La claridad de la victoria de George W. Bush sobre el demócrata John Kerry, aunque los asuntos exteriores seguramente no fueran demasiado prominentes en el resultado electoral, sólo puede interpretarse como un respaldo a la política norteamericana en Bagdad. Y de paso, también, a la del primer ministro israelí. Y si Washington puede estar, por ello, más decidido que nunca a proseguir el combate en Irak hasta la victoria sobre los insurgentes o, cuando menos, la estabilización de un Gobierno árabe aceptable para sus intereses, lo que, en el mejor de los casos, llevaría algún tiempo, no hay ningún motivo para suponer que en lo inmediato se afloje el apoyo a su gran aliado, Sharon.

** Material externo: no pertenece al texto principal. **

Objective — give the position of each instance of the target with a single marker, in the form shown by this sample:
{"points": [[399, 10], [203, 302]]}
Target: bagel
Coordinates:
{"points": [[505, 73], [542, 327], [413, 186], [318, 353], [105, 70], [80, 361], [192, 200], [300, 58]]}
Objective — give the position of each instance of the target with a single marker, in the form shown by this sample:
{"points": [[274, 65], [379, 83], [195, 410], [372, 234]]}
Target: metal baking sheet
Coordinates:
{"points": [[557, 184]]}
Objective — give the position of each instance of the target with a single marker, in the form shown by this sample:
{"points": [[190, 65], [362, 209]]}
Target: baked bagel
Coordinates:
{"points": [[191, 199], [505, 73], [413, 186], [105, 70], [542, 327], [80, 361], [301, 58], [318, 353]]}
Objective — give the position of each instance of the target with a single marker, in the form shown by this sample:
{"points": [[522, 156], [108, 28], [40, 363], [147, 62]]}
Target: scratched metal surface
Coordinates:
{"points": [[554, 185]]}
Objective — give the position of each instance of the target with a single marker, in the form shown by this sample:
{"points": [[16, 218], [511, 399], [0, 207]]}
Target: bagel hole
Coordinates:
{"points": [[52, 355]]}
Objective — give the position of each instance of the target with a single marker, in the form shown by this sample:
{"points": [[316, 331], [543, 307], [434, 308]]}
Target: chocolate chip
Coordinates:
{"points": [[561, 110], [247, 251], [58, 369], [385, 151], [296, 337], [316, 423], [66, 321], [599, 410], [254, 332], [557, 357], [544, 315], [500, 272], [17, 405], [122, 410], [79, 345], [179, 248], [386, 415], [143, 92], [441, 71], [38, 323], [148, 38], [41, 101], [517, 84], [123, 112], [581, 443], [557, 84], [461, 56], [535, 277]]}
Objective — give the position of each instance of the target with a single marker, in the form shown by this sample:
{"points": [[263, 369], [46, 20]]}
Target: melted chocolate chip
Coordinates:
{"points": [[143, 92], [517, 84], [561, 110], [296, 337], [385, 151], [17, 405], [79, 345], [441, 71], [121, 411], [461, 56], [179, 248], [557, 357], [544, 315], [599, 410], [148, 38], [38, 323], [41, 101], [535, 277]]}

Si sigue Powell, sería un signo de un nuevo esfuerzo equilibrado ante el conflicto palestino; si le sustituye Condoleeza Rice, supondría otro éxito de Sharon

A mayor abundamiento, el extraordinario regalo que el pasado 14 de abril Bush hizo al premier israelí se alza como un obstáculo formidable en la marcha hacia la paz. Washington aceptaba en una carta por primera vez en la historia el principio de que Israel podía retener parte de Cisjordania y, desde luego, todo Jerusalén, como parte de un acuerdo de paz, sin que mediara necesariamente un canje de territorios con la Autoridad Palestina.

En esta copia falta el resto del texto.